Defined in:: lib/jekyll-l10n/extraction/html_string_extractor.rb

Overview

Extracts translatable strings from HTML documents for localization.

HtmlStringExtractor walks the DOM tree of parsed HTML and extracts text content from content elements and values from configurable HTML attributes. It deduplicates entries by msgid and generates file location references for each extraction to aid in debugging and tracking. Entries are excluded based on CSS selectors.

Key responsibilities:

Parse HTML into DOM tree
Walk DOM recursively to find translatable content
Extract text from content elements (p, h1-h6, li, etc.)
Extract attribute values (title, alt, aria-label, etc.)
Generate file location references for each extracted string
Skip elements matching exclude selectors
Deduplicate entries by msgid

Examples:

extractor = HtmlStringExtractor.new(['title', 'alt'], ['script', 'style'])
entries = extractor.extract(html_content, '_site', 'docs/index.html')
# Returns array of hash entries with :msgid, :msgstr, :reference keys

Instance Attribute Summary collapse

#exclude_selectors ⇒ Object readonly

Returns the value of attribute exclude_selectors.
#translatable_attrs ⇒ Object readonly

Returns the value of attribute translatable_attrs.

Instance Method Summary collapse

#extract(html, dest, file_path) ⇒ Array<Hash>

Extract translatable strings from HTML.
#initialize(translatable_attrs, exclude_selectors) ⇒ HtmlStringExtractor constructor

Initialize a new HtmlStringExtractor.

Constructor Details

#initialize(translatable_attrs, exclude_selectors) ⇒ `HtmlStringExtractor`

Initialize a new HtmlStringExtractor.

Parameters:

translatable_attrs (Array<String>) —

HTML attributes to extract (e.g., [‘title’, ‘alt’, ‘aria-label’, ‘placeholder’, ‘aria-description’])
exclude_selectors (Array<String>) —

CSS selectors for elements to skip during extraction (e.g., [‘script’, ‘style’, ‘.no-translate’])

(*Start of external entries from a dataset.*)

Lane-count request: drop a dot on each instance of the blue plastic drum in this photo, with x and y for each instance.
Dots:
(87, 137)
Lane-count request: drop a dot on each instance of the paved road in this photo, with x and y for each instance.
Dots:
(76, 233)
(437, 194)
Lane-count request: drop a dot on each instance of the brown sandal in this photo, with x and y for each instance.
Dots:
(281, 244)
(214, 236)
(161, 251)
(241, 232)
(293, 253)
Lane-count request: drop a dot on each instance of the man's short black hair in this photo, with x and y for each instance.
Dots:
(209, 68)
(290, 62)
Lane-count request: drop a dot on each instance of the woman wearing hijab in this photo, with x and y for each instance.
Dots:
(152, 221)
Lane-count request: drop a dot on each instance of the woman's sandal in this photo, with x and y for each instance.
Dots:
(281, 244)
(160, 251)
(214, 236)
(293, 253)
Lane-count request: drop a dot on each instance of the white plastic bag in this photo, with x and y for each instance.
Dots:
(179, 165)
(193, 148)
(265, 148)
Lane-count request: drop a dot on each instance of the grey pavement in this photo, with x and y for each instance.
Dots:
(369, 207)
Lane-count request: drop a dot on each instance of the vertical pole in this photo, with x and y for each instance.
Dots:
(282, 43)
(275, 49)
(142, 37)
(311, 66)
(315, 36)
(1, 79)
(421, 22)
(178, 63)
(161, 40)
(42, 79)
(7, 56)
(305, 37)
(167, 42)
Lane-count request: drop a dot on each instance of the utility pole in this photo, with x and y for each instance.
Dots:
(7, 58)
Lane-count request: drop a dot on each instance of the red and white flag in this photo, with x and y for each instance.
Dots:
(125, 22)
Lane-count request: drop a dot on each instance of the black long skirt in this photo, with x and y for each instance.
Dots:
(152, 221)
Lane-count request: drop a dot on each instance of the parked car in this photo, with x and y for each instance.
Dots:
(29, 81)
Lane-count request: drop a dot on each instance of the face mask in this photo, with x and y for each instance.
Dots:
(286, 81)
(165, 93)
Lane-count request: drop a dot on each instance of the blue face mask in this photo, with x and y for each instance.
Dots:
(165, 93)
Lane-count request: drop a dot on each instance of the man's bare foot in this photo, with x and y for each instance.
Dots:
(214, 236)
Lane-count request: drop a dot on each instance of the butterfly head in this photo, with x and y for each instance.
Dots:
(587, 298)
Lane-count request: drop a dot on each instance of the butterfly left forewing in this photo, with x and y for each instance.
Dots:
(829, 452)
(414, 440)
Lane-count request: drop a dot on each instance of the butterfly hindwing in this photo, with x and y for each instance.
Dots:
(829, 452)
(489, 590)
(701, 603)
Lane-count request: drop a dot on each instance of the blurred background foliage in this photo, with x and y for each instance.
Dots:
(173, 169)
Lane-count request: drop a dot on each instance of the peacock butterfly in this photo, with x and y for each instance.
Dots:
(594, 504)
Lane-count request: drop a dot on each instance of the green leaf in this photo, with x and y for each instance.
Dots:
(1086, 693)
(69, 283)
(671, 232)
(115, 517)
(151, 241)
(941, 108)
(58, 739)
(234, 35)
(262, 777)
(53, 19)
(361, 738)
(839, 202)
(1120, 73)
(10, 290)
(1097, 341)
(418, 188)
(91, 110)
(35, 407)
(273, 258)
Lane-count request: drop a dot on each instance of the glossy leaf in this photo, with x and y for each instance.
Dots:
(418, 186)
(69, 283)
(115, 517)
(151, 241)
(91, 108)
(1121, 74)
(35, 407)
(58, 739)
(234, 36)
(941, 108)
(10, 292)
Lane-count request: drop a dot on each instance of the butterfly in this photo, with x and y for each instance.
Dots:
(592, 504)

# File 'lib/jekyll-l10n/extraction/html_string_extractor.rb', line 38

def initialize(translatable_attrs, exclude_selectors)
  @translatable_attrs = translatable_attrs
  @exclude_selectors = exclude_selectors
end

Instance Attribute Details

#exclude_selectors ⇒ `Object` (readonly)

Returns the value of attribute exclude_selectors.



30
31
32

# File 'lib/jekyll-l10n/extraction/html_string_extractor.rb', line 30

def exclude_selectors
  @exclude_selectors
end

#translatable_attrs ⇒ `Object` (readonly)

Returns the value of attribute translatable_attrs.



30
31
32

# File 'lib/jekyll-l10n/extraction/html_string_extractor.rb', line 30

def translatable_attrs
  @translatable_attrs
end

Instance Method Details

#extract(html, dest, file_path) ⇒ `Array<Hash>`

Extract translatable strings from HTML.

Walks the DOM tree and extracts text nodes from content elements and values from specified attributes. Each extraction is assigned a file location reference for debugging. Entries are deduplicated by msgid (multiple occurrences of same text yield a single entry).